Chris Larsen on Crypto, Ripple, and ICOs
At LendIt Fintech, Ripple co-founder and Chairman Chris Larsen got real in his on-stage conversation with Jo Ann Barefoot. This is what you missed:
I think this is a fundamental shift in fintech and what we believe the big thing happening here is the development of a second internet. We call it the internet of value so that value, money, assets will begin moving as quickly and efficiently as data has been moving for the last 25 years
Using SWIFT is like sending a letter. You know, when drop it in the mailbox, you have no idea where it is, if it got there or not. So, getting away from that I think is profound. And what we would say is that, you know, a lot of the backlash from globalization today, it’s not because globalization is bad. It’s essential. It’s that it’s incomplete because globalization needs kind of 3 key systems to be working together and it needs interoperability and data.

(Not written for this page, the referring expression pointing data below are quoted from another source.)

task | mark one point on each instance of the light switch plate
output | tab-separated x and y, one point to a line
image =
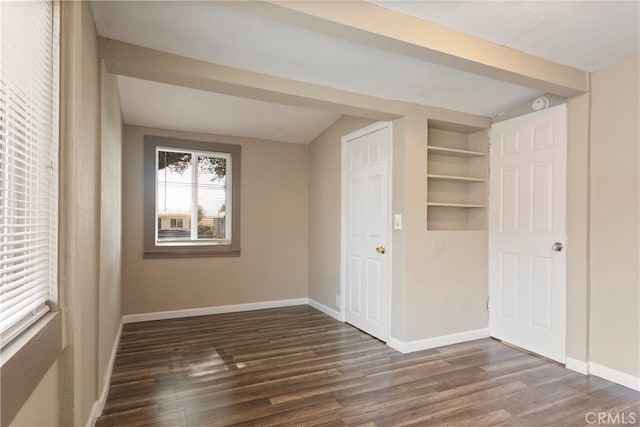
397	221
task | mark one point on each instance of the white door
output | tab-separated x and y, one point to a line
366	205
527	236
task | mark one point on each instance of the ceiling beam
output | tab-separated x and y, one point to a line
368	24
149	64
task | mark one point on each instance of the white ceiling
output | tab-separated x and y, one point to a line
157	105
586	35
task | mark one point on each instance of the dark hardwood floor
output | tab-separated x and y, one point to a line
298	367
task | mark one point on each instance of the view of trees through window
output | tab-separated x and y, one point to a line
191	201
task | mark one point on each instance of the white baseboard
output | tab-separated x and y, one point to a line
577	366
190	312
428	343
615	376
98	405
326	310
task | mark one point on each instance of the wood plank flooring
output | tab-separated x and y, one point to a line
296	366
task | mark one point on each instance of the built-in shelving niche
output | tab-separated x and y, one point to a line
457	177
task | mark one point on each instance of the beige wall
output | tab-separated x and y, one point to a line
324	209
615	213
109	310
80	213
274	221
445	290
577	274
41	410
428	286
89	230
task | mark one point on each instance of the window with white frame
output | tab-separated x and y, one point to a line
195	188
29	81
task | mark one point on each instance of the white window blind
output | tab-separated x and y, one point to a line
29	70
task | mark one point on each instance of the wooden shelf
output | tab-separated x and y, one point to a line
455	178
455	152
455	205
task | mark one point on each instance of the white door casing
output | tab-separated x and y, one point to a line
527	217
366	239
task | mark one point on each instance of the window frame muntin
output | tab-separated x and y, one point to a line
194	248
228	197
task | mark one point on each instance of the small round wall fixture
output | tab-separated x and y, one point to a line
540	103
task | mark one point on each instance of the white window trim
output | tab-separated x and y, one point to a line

I think all new technologies start with a, you know, screw the government, disruption, tear everything down. So, I think that’s natural and then, you know, the internet started that way too and then it has to sort of grow up. And particularly, it’s solving real world problems. Real world problems are always more complicated than that. And then when you switch to finance, this is different. Right? You know, the internet was mostly technology. Mostly. It’s just now kind of crashing into regulatory issues.

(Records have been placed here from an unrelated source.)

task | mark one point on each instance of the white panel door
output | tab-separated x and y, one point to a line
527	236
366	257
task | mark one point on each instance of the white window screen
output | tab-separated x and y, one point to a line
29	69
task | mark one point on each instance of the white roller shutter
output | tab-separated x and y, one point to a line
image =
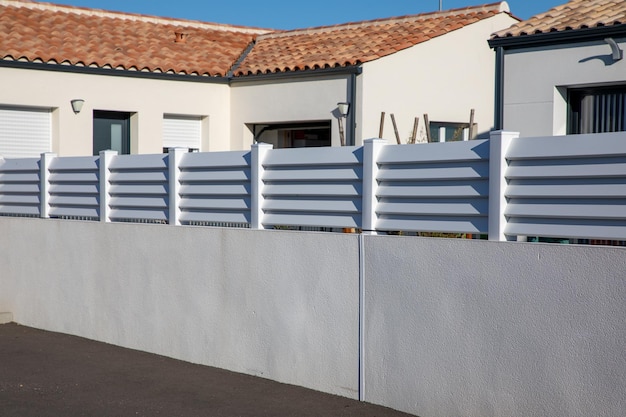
25	132
182	131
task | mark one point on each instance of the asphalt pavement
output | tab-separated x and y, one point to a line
46	374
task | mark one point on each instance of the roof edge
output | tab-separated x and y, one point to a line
499	7
132	16
558	37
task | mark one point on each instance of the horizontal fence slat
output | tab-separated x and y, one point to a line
313	156
442	172
75	163
138	177
138	214
475	207
137	202
318	220
92	212
574	190
574	209
313	206
580	229
138	162
433	224
215	203
190	177
453	189
310	175
315	189
573	146
141	189
567	168
213	160
74	177
215	217
435	152
214	189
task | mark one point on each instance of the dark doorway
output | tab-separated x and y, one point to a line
111	130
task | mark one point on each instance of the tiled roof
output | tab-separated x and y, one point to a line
355	43
42	32
576	14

I think on some of the other things like ICOs, we’re pretty anti-ICO. I think it’s a bad thing to get involved with from the founder’s perspective because, you know, if you’re a founder and you can raise money many ways today, do you really want to do something where you’re going to have the SEC, you know, kind of threat hanging over your head for 10 years with strict liability? You just don’t want that. You know, that’s a problem.
Last modified: April 24, 2018
[..]From building currencies, digital assets, ICOs typically say, “Okay. There’s a currency for this use case and none other.” That’s kind of the opposite of the way it should go. Currencies need to be as liquid as possible. And so, they’re going to have as many use cases as possible. For XRP for example, the kind of early beachhead has been cross border payments, but we see that as just the beginning of something that really has a multitude of use cases. To get as liquid as possible, that’s what drives utility and value at the end of the day. So, I think in all fronts ICOs are problematic and that’s why you’re seeing the regulators crack down on them, not everywhere, but I think they’ll be transformed. They’ll probably look like, you know, IPOs at the end of the day.